A landmark publication featuring 60 career-spanning photographs by Ellsworth Kelly, one of the most revered artists of the past 100 years
Marking the first museum exhibition devoted solely to the photographs of Ellsworth Kelly, this beautifully designed volume features each photograph in the Santa Barbara Museum of Art’s illuminating presentation of this lesser-known aspect of Kelly’s art. From the late 1940s on, Kelly created an era-defining body of abstract art based on many kinds of visual phenomena he perceived around him. Largely made for himself, Kelly’s photographs record these discoveries in tightly-composed images of nature and architecture that often reverberate with striking sunlight and shadow.
Similar as they may appear, Kelly did not base his paintings, sculpture and works on paper on his photographs. The camera for Kelly was yet one more artistic tool he used to brilliantly transcribe his lived surroundings into an art that, however abstract, always resonated with his subjective experiences of actual, everyday worlds.

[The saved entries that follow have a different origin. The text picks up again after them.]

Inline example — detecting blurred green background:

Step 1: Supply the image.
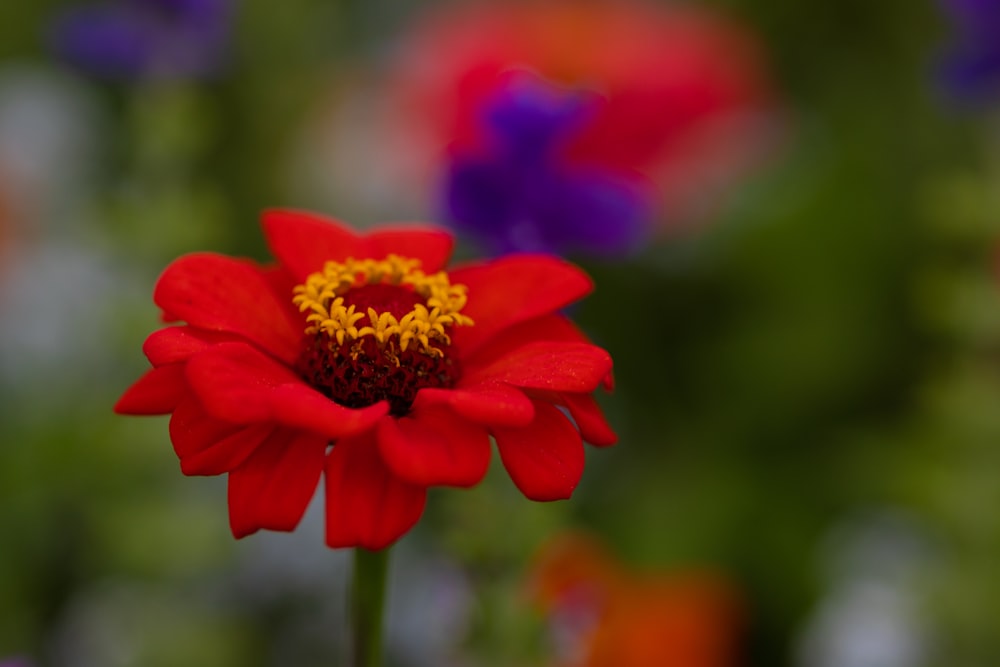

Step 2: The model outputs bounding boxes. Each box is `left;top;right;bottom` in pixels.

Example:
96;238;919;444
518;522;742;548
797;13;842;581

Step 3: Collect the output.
2;0;1000;665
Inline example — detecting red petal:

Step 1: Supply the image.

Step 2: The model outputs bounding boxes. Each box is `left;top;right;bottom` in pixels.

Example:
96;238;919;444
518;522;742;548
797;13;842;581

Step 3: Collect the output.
526;391;617;447
228;429;327;538
169;397;268;475
602;370;615;391
559;392;617;447
184;427;272;476
449;255;593;356
185;342;388;439
493;401;585;501
465;341;613;393
412;382;535;428
361;227;454;272
376;408;490;487
262;264;297;297
324;433;427;549
260;209;362;282
463;314;616;393
114;364;187;415
143;326;238;366
170;396;238;458
153;253;301;364
464;313;591;367
523;389;618;447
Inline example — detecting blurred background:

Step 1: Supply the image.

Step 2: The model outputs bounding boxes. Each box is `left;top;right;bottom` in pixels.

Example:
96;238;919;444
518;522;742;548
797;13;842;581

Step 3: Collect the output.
2;0;1000;665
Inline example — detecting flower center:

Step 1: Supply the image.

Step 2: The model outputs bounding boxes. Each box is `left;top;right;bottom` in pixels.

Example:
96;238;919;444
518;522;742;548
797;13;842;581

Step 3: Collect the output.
291;255;473;416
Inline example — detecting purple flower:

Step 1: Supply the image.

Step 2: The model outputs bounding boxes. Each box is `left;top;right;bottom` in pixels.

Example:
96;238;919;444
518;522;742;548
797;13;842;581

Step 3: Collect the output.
49;0;231;81
937;0;1000;102
442;72;650;258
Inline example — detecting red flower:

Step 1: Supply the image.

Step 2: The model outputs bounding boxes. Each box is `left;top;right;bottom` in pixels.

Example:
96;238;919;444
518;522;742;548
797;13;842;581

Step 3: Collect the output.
384;0;775;224
115;210;615;550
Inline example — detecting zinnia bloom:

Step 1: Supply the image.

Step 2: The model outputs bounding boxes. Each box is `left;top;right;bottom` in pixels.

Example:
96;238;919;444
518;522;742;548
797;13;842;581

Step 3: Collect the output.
937;0;1000;102
115;210;615;550
529;534;743;667
49;0;231;80
387;0;774;254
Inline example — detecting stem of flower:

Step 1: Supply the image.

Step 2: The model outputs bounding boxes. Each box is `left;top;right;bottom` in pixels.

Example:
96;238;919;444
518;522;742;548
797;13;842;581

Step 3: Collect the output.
351;547;390;667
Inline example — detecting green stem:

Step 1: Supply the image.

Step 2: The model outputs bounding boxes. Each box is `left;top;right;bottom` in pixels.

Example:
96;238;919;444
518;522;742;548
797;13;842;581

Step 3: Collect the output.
351;547;390;667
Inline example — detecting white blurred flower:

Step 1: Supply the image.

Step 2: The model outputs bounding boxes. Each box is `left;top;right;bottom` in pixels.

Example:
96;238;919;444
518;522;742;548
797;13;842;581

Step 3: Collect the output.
0;64;104;232
796;510;938;667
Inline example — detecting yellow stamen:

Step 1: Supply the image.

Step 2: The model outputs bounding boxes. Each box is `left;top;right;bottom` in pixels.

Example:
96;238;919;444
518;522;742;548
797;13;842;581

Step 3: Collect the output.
292;254;473;356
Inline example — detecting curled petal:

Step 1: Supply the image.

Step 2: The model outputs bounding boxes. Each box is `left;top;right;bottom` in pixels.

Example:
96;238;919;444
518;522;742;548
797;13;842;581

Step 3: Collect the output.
525;389;617;447
228;429;328;538
376;409;491;487
494;401;585;501
557;392;617;447
561;394;618;447
325;433;427;550
154;253;301;363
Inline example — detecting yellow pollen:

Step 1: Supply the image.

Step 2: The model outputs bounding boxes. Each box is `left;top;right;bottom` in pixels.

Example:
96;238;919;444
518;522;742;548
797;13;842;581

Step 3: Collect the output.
291;254;473;356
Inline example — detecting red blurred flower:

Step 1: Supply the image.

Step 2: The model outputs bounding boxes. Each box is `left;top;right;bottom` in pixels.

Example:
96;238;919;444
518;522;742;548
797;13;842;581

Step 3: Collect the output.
115;211;615;550
387;0;775;226
528;534;743;667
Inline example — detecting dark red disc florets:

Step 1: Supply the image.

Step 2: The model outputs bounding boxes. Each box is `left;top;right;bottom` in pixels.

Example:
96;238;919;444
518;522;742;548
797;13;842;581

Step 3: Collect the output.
296;334;460;416
291;259;472;416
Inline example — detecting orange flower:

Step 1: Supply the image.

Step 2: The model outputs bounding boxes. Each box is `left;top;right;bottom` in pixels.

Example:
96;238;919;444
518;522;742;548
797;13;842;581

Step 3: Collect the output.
528;534;743;667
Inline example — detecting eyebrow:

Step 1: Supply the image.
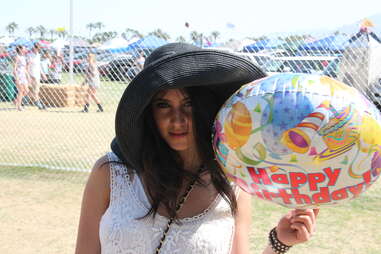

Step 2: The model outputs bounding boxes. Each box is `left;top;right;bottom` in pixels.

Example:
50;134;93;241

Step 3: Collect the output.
153;97;191;102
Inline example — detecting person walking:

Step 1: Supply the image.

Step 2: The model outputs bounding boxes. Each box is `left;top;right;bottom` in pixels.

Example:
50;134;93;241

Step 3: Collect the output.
13;45;29;111
27;43;46;109
81;53;103;112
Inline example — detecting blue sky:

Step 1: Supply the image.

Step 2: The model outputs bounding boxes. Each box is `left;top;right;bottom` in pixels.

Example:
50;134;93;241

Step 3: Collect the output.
2;0;380;40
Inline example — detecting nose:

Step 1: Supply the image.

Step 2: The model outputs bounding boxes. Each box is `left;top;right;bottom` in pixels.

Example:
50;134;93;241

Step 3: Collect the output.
170;108;187;125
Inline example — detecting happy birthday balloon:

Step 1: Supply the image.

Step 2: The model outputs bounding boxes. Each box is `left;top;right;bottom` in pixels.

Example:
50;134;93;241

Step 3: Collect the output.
213;73;381;208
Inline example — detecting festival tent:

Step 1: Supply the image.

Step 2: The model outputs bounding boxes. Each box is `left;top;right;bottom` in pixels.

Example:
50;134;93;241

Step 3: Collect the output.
224;38;255;51
333;29;381;102
242;39;285;52
8;38;34;48
69;38;90;47
108;35;168;53
0;37;14;46
99;36;132;50
51;39;68;51
297;34;349;53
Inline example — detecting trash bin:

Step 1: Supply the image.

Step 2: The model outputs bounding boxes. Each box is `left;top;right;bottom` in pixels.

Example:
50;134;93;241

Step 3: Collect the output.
0;73;16;101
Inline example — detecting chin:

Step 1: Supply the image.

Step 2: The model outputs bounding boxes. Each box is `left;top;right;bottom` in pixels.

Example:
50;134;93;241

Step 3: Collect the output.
170;144;189;151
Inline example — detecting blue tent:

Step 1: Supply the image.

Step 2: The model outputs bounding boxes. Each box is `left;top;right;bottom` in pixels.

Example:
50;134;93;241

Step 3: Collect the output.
8;38;34;48
109;35;167;53
297;35;348;52
243;39;285;52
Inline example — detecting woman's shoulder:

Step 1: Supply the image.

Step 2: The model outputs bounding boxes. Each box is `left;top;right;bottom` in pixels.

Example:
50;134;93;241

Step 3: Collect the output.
88;155;112;190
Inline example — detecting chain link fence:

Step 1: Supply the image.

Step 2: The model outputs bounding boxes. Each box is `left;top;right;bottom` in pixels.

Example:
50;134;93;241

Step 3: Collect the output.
1;23;381;174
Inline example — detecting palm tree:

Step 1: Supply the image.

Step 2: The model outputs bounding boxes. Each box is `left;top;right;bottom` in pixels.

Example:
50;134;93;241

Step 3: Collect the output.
56;27;67;39
86;23;96;39
94;22;105;33
5;22;18;36
26;27;35;39
49;29;57;41
35;25;47;39
92;31;118;43
176;36;186;42
122;28;143;40
148;29;170;41
190;31;203;46
211;31;220;42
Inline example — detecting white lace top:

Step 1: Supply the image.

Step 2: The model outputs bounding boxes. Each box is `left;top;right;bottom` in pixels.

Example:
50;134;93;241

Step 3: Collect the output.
99;152;236;254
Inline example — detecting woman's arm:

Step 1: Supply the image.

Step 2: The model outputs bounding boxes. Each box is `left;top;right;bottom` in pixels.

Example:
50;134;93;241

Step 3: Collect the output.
230;190;252;254
13;56;19;83
75;156;110;254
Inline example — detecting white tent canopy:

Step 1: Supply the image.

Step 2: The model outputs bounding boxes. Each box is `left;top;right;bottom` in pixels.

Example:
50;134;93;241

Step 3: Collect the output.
0;36;15;46
50;39;69;51
368;37;381;88
99;36;136;50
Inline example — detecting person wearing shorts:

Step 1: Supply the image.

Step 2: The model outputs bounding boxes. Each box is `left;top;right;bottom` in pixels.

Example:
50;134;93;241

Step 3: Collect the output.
13;45;29;111
81;53;103;112
27;43;46;110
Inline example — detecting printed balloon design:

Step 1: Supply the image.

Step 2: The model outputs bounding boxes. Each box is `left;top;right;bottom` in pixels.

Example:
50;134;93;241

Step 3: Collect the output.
213;73;381;208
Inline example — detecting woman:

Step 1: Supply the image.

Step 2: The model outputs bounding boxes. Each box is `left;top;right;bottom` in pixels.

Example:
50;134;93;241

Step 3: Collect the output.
13;45;29;111
75;43;319;254
82;53;103;112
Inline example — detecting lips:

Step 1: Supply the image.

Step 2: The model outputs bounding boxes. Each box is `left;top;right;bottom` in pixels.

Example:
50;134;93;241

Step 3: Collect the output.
169;132;187;137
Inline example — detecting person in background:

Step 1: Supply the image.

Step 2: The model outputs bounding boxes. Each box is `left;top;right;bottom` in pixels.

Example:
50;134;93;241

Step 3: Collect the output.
27;43;46;110
135;50;146;70
81;53;103;112
40;51;51;83
13;45;29;111
75;43;319;254
48;54;63;84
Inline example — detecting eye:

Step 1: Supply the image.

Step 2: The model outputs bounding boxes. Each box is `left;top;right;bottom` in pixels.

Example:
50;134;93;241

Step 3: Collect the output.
155;101;170;108
184;100;192;107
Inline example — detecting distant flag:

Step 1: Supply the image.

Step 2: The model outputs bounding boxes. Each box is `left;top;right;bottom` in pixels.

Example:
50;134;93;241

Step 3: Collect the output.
361;18;374;28
185;22;190;28
226;22;236;29
56;27;66;32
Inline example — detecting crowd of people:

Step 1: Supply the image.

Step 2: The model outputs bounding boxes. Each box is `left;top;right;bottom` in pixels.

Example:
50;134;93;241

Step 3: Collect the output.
12;42;63;111
12;42;105;113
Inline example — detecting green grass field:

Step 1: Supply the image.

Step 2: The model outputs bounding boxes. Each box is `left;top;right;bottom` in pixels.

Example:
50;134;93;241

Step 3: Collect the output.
0;165;380;254
0;75;125;171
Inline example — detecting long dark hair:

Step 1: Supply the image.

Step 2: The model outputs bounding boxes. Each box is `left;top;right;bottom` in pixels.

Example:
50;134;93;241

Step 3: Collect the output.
139;86;237;220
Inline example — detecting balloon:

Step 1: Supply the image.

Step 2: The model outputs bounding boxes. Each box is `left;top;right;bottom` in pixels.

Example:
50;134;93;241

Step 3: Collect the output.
213;73;381;208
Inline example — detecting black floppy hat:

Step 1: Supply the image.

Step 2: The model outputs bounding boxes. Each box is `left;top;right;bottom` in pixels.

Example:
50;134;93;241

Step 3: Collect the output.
111;42;266;169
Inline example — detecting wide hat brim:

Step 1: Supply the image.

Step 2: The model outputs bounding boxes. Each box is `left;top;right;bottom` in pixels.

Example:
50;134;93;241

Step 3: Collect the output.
113;48;266;169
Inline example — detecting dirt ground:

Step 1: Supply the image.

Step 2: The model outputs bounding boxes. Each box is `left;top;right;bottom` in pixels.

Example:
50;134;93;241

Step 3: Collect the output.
0;174;86;254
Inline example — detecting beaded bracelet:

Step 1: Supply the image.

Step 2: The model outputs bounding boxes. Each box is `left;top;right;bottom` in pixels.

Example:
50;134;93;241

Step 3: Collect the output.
268;227;292;254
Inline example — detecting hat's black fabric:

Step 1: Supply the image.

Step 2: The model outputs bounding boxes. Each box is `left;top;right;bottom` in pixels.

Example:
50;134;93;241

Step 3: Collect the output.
111;42;266;169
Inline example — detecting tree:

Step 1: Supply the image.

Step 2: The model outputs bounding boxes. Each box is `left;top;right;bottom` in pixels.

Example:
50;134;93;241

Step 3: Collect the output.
190;31;203;46
5;22;18;36
86;23;96;39
176;36;186;42
148;29;170;41
211;31;220;42
94;22;105;32
49;29;57;41
122;28;143;40
56;27;67;39
35;25;47;39
92;31;118;43
26;27;35;39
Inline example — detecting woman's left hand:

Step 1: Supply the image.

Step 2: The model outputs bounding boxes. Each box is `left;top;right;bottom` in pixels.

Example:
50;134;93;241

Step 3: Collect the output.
275;208;319;247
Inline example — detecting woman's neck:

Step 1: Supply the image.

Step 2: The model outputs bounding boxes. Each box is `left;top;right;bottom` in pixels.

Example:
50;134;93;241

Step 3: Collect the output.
179;150;203;173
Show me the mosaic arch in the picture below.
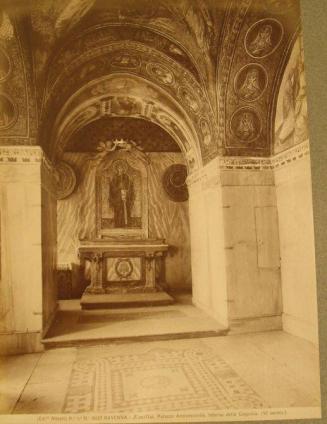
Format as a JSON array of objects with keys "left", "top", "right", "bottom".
[
  {"left": 49, "top": 74, "right": 203, "bottom": 172},
  {"left": 40, "top": 41, "right": 218, "bottom": 165}
]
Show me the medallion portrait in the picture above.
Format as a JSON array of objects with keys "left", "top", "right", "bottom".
[
  {"left": 178, "top": 86, "right": 200, "bottom": 114},
  {"left": 234, "top": 64, "right": 268, "bottom": 102},
  {"left": 245, "top": 19, "right": 284, "bottom": 59},
  {"left": 230, "top": 107, "right": 262, "bottom": 143},
  {"left": 147, "top": 63, "right": 174, "bottom": 86}
]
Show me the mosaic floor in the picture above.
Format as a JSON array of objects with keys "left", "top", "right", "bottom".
[
  {"left": 63, "top": 342, "right": 266, "bottom": 413},
  {"left": 1, "top": 332, "right": 320, "bottom": 416}
]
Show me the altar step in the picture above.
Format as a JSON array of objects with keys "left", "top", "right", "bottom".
[
  {"left": 80, "top": 291, "right": 175, "bottom": 309},
  {"left": 42, "top": 295, "right": 229, "bottom": 349}
]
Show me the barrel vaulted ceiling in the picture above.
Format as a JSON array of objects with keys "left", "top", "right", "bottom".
[{"left": 0, "top": 0, "right": 301, "bottom": 165}]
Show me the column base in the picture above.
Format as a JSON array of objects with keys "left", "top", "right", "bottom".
[{"left": 80, "top": 291, "right": 175, "bottom": 310}]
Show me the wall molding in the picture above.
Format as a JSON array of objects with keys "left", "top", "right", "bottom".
[
  {"left": 219, "top": 141, "right": 310, "bottom": 171},
  {"left": 0, "top": 145, "right": 55, "bottom": 175}
]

Kelly’s rich sensory fascination with such worlds, from shadows on a beachside staircase to the curve of a snowy hillside, courses throughout this handsome book. To those familiar with or new to the artist, these photographs offer a vividly direct chance to see Ellsworth Kelly’s eye and mind at work unlike any other genre in which this groundbreaking artist ever worked.
Born in Newburgh, New York, Ellsworth Kelly (1923–2015) served in France in World War II’s Ghost Army, graduated from the School of the Museum of Fine Arts Boston and returned to France from 1948–54. Over the next seven decades, back in New York City and then upstate, Kelly produced an uncompromising body of art that set new standards for the possibilities of abstract art in the 20th century. His work has been the subject of numerous retrospectives the world over and is represented in virtually every major national and international museum.